The Fruiting Tree CIC: On the first Ordnance Survey map of Hexham, dated 1860, the entire area north and east of the marketplace, stretching down to the river, that is now covered by the Wentworth and Tescos was market gardens. Hexham was a productive and fruitful place. All of those plants – over 400 different types of gooseberry were grown here – represent a huge stock of genetic biodiversity which we mustn’t lose any more of if we want to have the best chance of resilient food supplies in the future. The Fruiting Tree CIC is working to help people grow fruit trees, with cuttings from veteran local trees grafted onto sturdy rootstocks. In Allendale our parish council is needing to plant new street trees, as the current ones decay. How much better will it be to have climbable trees that children can play in and give people free fruit and nuts – something that is common in villages in Europe – than ornamental limes or cherries which only produce inedible fruit. We need to seize every opportunity to increase abundance in the public spaces in our communities.
The final project is Wild Allen Dales – this is a partnership between not for profit organisations in the village in which we’ve looked at what is special and distinctive about our place – and what needs are unfulfilled. Large organisations are working with landowners to trap carbon by conserving the upland peat stores, and fund large scale tree planting schemes, so what else needs doing? Well, we feel it is work at the human scale that is needed. After the covid epidemic, we know that people will need to increase their income, but here, people often have multiple small income streams that are seasonal or part-time and self-employed. We also know that people will want to reconnect with each other, in covid-safe ways, and that they have changed their behaviour to enjoy more of what is in their own neighbourhood, so we’re planning seasonal outdoor natural action events, tying in with our traditional fire festivals and agricultural shows. We’re looking at collecting seed from veteran trees, to grow on to meet some of the future demand for saplings with local genetic stock – rather than imports from as far afield as, oooh Yorkshire. And we’re planning woodland access improvements so people can watch our native red squirrels.
In all three of these projects, I’m working with a community of people – and they all started with conversations – in the school yard, round a campfire or in the park.
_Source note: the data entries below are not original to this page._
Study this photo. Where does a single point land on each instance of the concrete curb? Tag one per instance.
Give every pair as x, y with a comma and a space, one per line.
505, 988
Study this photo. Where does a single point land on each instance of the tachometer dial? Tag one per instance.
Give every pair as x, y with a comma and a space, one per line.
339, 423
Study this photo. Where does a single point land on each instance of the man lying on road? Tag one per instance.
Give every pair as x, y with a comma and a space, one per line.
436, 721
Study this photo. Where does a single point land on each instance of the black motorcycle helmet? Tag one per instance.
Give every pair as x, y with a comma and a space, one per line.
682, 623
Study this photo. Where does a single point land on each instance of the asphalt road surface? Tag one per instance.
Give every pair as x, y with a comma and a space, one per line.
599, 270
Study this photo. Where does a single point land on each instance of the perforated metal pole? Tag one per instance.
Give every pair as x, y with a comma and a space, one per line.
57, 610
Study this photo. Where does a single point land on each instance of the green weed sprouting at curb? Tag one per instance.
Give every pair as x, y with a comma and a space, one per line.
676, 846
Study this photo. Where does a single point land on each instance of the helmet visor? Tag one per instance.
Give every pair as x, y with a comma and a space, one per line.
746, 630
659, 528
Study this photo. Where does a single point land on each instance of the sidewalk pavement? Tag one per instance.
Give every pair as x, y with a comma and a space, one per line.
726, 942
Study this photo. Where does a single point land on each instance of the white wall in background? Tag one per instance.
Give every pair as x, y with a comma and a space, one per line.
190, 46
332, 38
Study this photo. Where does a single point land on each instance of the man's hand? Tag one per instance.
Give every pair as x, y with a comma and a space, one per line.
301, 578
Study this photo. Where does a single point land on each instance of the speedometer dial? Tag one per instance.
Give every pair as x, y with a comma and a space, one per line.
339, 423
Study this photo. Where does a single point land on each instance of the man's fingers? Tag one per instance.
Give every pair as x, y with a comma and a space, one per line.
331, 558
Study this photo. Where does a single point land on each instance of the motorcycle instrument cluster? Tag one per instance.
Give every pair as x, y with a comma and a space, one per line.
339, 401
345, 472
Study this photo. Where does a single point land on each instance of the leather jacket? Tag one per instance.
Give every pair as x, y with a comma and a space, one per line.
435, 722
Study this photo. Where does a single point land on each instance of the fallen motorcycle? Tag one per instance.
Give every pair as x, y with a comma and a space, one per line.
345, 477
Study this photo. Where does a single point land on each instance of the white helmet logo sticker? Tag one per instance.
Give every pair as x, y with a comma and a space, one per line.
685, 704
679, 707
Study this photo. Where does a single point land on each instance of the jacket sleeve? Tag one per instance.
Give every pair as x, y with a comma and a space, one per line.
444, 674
We’d all spent time learning about the world, wildlife, forests, history, our village, and developed our skills, getting our hands mucky together chopping trees, feeding squirrels, planting seeds, making bird feeders with our kids.
We looked for needs and matched them to others, then worked out how we could close loops, reducing waste, to make things more abundant.
So what can we do about climate change in our communities, especially now while the weather is so bleak and we’re in lockdown?
- Find out information from reliable sources (McIntosh recommends MichaelEMann)
- Find out what you’re good at, what you enjoy, and get impassioned about
- Find people to build a community with
- Find out what’s needed where you live
- Find out ways to make the ideas, people and needs work together
Then do it. Do something. What is the next step in front of you? Do that.
Today is Valentine’s day, and one of the earliest references is by Chaucer in ‘The Parliament of Birds’
“For this was on Saint Valentine’s Day
When every bird comes there to choose his match
(Of every kind that men may think of!),
And that so huge a noise they began to make
That earth and air and tree and every lake
Was so full, that not easily was there space
For me to stand—so full was all the place.”
From the very start this time of year has been about coming together, in all our diversity, and singing loud, to fill up the spaces with our songs for abundance and generosity.
Do something, do it together, and do it with love.